Non-finance executives and managers who are loathe to be governed by budgeting processes could travel back on their life's progress and recall how their mothers managed growth with the discipline of budgeting that optimizes the balance between spend and austerity.

Letting go

The true Indian mother also appreciates that letting go of her children once they reach adulthood, secure jobs and get married is as much a prime responsibility as bringing up the children. In fact, in the Indian family system, which is traditionally based on arranged marriages, searching for the right alliance is very much the mother's aspiration and execution. A philosophical training to adjust to the emptiness of children's leaving enables the parents, especially the mothers, to cope with the emptiness of transition.

Here again there is a leadership perspective. If some assets and businesses of a corporation would do better under a different ownership and dispensation, one must be prepared to let go. If some employees of a function or a business would function better in a different function or business, or shine better under a new boss the leaders should be willing to let go such employees.

On call, always

The sterling quality of the Indian mother or the mother-in-law is that she never considers her responsibilities as fulfilled. There may be retirement for the male members of an Indian family but the typical Indian housewife never ceases working. She is always at call to serve the next generation of grandsons and granddaughters with the same dedication and passion as she would have served her sons and daughters. In fact, the enthusiasm of the aging mother to take care of the “next to next generation” has enabled the passing on of fundamental values over ages seamlessly, and helped the succeeding generations with more optimal management of careers and families.

The Indian professionals must see their life's quest in neither the titles nor the retirement but in continuous enablement and dissemination of knowledge to build national wealth.

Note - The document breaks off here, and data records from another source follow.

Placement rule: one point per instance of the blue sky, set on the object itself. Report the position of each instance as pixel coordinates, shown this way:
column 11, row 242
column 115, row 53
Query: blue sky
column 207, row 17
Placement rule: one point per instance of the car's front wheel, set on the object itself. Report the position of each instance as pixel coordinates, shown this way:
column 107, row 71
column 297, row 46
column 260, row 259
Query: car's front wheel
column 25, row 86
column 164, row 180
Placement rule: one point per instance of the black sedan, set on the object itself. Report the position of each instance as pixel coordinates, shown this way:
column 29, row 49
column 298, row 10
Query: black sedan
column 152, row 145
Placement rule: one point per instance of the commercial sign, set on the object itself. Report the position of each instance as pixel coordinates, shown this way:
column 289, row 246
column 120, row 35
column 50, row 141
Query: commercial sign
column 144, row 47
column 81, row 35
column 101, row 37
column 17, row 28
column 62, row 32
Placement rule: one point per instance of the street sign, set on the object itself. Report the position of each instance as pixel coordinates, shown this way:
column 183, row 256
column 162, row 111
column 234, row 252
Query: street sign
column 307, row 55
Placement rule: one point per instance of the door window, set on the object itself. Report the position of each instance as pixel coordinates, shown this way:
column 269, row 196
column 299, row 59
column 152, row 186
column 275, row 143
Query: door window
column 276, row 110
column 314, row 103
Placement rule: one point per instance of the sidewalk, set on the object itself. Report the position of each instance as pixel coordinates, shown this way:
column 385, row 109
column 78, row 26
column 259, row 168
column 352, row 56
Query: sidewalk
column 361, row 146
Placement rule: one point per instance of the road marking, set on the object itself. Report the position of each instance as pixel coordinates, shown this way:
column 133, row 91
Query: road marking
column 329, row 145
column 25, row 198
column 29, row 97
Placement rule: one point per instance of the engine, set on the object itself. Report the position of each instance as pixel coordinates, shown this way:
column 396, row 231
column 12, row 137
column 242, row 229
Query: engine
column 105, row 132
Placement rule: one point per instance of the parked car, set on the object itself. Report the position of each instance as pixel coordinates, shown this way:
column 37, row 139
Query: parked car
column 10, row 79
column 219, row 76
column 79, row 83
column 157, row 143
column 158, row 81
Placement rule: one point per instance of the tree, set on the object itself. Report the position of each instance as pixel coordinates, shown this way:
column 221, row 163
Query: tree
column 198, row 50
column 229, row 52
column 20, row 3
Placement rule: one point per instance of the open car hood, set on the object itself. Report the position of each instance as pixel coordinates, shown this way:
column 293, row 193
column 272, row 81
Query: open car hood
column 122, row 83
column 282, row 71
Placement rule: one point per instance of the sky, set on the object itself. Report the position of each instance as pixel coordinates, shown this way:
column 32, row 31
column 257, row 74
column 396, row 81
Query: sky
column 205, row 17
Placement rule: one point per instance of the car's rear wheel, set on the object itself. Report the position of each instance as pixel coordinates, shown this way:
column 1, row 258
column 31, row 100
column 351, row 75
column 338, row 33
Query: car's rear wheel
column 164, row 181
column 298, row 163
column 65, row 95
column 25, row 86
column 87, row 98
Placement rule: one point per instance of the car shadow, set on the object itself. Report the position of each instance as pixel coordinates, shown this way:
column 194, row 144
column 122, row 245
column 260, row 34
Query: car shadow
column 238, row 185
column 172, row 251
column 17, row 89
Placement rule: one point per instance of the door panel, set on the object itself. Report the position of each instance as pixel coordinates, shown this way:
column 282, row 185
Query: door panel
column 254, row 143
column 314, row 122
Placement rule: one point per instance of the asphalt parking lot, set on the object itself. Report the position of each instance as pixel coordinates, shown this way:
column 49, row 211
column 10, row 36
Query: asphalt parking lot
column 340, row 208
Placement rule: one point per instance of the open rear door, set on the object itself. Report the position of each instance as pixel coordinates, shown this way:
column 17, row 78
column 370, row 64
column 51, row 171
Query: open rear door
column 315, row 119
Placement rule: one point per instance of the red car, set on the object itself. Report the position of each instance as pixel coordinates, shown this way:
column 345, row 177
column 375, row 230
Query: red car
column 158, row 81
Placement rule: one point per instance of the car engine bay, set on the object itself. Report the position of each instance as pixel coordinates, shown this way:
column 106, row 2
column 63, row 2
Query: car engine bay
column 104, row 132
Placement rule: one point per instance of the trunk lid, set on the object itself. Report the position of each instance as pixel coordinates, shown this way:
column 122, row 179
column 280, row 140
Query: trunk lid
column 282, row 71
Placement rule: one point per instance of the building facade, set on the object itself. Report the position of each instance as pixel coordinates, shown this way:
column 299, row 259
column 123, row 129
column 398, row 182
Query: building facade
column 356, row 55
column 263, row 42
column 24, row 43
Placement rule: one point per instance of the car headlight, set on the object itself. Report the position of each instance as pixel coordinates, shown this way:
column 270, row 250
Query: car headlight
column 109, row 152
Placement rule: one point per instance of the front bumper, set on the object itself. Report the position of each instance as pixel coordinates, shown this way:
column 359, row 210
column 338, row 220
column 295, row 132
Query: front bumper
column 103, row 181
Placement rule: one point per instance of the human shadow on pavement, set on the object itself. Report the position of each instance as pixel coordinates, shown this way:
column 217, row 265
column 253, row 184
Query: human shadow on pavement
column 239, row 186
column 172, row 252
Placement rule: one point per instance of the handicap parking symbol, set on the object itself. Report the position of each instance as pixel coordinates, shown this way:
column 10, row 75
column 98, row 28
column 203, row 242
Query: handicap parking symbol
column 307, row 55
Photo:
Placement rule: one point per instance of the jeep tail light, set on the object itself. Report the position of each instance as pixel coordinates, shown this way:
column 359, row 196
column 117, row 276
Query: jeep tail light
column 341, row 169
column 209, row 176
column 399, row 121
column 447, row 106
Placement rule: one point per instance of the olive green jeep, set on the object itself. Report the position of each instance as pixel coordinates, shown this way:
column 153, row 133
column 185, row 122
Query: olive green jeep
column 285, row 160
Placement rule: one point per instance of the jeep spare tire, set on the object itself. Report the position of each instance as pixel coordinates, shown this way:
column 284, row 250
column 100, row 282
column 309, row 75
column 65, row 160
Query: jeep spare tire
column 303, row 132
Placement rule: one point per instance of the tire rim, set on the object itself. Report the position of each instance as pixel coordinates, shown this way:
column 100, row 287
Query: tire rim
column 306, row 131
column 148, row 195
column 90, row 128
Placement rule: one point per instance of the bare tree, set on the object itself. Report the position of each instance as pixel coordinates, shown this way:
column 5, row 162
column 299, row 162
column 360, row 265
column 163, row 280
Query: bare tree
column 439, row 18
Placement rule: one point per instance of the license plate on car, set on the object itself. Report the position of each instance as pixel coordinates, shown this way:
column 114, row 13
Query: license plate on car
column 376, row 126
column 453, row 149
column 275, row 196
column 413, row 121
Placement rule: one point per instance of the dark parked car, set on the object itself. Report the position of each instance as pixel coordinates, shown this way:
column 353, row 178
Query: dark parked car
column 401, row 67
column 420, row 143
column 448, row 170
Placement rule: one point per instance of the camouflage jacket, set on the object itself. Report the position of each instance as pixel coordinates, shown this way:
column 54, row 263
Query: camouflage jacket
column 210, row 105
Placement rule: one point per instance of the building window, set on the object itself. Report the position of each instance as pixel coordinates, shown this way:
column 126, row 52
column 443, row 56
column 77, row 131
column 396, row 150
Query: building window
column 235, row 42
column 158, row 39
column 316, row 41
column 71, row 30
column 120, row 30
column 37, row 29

The mother and the society

The quintessential Indian mother is proactive and observant, goal-oriented and clear, collaborative and compliant, value-based and value-driven knowledge-seeking and knowledge-driving, selfless and sacrificing, energetic and energizing, saving and investing, austere and growth-seeking, attached yet detached and aging gracefully while working ceaselessly. She is a role model of acting locally (at family level) to build globally (at society or national level). It is not that the Indian mother’s life is a bed of roses. She faces many distractions, obstacles and even criticisms, some of these from elders and peers of the same gender. The successful Indian mother is an epitome of patience, fortitude and pragmatism, overcoming all these hurdles, and serving as a builder of the institution of family, and through the family, the institutions of society and nation. She is a manager par excellence of singular management and leadership.

On this Mother's Day, it is my pleasure and privilege to express, though this blog post, the society's gratefulness to the Mother as an institution builder by bringing out certain managerial facets of the mother, with special reference to the quintessential Indian mother.